MAG BALAY No borders cover

Kilka słów wprowadzenia, kimże jest Mag Balay: wokalistką i songwriterką, absolwentką Akademii Muzycznej im. K. Szymanowskiego w Katowicach, która konsekwentnie podąża obraną przez siebie ścieżką. Pierwszy kontakt z jej twórczością bywa trudny – Mag Balay nie dba o to, by przyciągnąć słuchacza czymś chwytliwym i oczywistym. Wysmakowany, kameralny pop, przedziwne, dobranockowe brzmienie à la „Przygód kilka wróbla Ćwirka”, senne odjazdy, a także elementy nu-jazzu – to wszystko swobodnie się tu miesza. Gdy post-rock w czystej formie przestał inspirować, najciekawsze wydają się stylistyczne kolaże. Stąd mamy tu rozsądny kompromis, pomiędzy zgrabnymi melodiami a zapętlonymi figurami, bliski z jednej strony epickości, z drugiej eklektyzmowi.

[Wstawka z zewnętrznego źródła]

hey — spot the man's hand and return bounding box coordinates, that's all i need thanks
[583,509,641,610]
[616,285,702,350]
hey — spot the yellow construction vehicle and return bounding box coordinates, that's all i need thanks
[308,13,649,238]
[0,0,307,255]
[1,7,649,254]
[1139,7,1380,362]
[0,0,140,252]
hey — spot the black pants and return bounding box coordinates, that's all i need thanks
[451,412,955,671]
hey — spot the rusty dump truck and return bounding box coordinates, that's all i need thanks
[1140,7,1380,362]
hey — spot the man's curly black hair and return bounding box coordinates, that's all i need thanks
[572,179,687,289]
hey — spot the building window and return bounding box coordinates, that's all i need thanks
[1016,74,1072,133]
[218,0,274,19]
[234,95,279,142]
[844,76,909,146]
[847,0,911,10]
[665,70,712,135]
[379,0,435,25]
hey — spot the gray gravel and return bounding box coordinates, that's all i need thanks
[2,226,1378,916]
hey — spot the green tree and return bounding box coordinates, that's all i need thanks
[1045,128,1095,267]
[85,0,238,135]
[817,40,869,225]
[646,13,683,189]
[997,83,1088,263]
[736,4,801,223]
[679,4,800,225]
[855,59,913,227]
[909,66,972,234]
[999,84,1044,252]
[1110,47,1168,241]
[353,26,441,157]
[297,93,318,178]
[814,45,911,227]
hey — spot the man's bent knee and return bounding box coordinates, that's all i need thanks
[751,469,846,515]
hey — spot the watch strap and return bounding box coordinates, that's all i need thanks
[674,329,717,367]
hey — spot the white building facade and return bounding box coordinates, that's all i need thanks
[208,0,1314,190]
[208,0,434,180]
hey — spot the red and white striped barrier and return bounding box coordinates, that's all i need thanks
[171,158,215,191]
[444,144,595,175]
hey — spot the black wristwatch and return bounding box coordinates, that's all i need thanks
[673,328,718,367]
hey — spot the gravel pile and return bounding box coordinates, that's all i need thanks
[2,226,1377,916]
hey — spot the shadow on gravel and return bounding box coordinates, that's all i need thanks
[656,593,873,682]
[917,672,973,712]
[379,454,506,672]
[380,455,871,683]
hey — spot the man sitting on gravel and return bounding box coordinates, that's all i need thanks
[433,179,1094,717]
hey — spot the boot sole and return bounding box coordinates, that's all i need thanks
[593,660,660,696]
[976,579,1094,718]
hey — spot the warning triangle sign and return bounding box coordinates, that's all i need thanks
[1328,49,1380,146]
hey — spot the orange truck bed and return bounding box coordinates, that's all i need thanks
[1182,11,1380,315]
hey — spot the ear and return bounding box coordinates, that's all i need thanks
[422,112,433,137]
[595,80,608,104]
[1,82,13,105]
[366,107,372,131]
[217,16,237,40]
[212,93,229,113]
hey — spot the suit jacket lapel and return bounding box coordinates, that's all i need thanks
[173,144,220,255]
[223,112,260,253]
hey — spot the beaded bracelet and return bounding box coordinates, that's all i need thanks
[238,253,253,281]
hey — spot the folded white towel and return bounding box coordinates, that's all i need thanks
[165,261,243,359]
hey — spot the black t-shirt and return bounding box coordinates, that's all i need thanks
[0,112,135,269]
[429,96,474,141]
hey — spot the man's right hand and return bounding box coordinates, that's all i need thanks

Delikatne, oniryczne tematy wtopione zostały w mobilne, rozpływające się formy. Są tu: duch pop-eksperymentu, swobodne jazzowe granie, reminiscencje muzyki repetycyjnej i konkretnej, ale przede wszystkim wszechobecna skłonność do melancholii. A do tego zawadiacka perkusja Arka Skolika, uskrzydlone basy Jakuba Dworaka oraz Michała Kapczuka i od niechcenia śpiewająco-szepcząca Mag Balay. „No borders” to także rozdzierające serce dźwięki fortepianu i elektronika obsługiwana przez producenta Szymona Piotrowskiego. Muzycy nie zawracają sobie głowy popisowymi solówkami, komunikują się dźwiękowo na intuicyjnym poziomie, tworząc raczej ogólną, swobodną atmosferę niż melodie. Wszystko podane w dawkach pozwalających na wielogodzinne, nie wywołujące bólu głowy słuchanie. Większość utworów zaśpiewano po angielsku, co w przypadku takiej muzyki jest jak najbardziej na miejscu. Spośród nich warto wymienić przede wszystkim kompozycję „Breathing” oraz przepiękne nagranie „Mavra”.

www.youtube.com/watch?v=6sje4qCI5DE

Ta płyta to wspaniała podróż, gdzie słysząc – na nowo poznajesz zapomniane twarze, przypominasz sobie obrazy z dawno nie oglądanych filmów, powracasz do miejsc w których, wydaje się, nigdy nie byłeś. A jednak… Ciepło, zniecierpliwienie, senność, niepokój, a chwile później siła, to da się wyczuć słuchając i oglądając oczami wyobraźni tych 8 portretów – opowieści, najlepszych opowieści.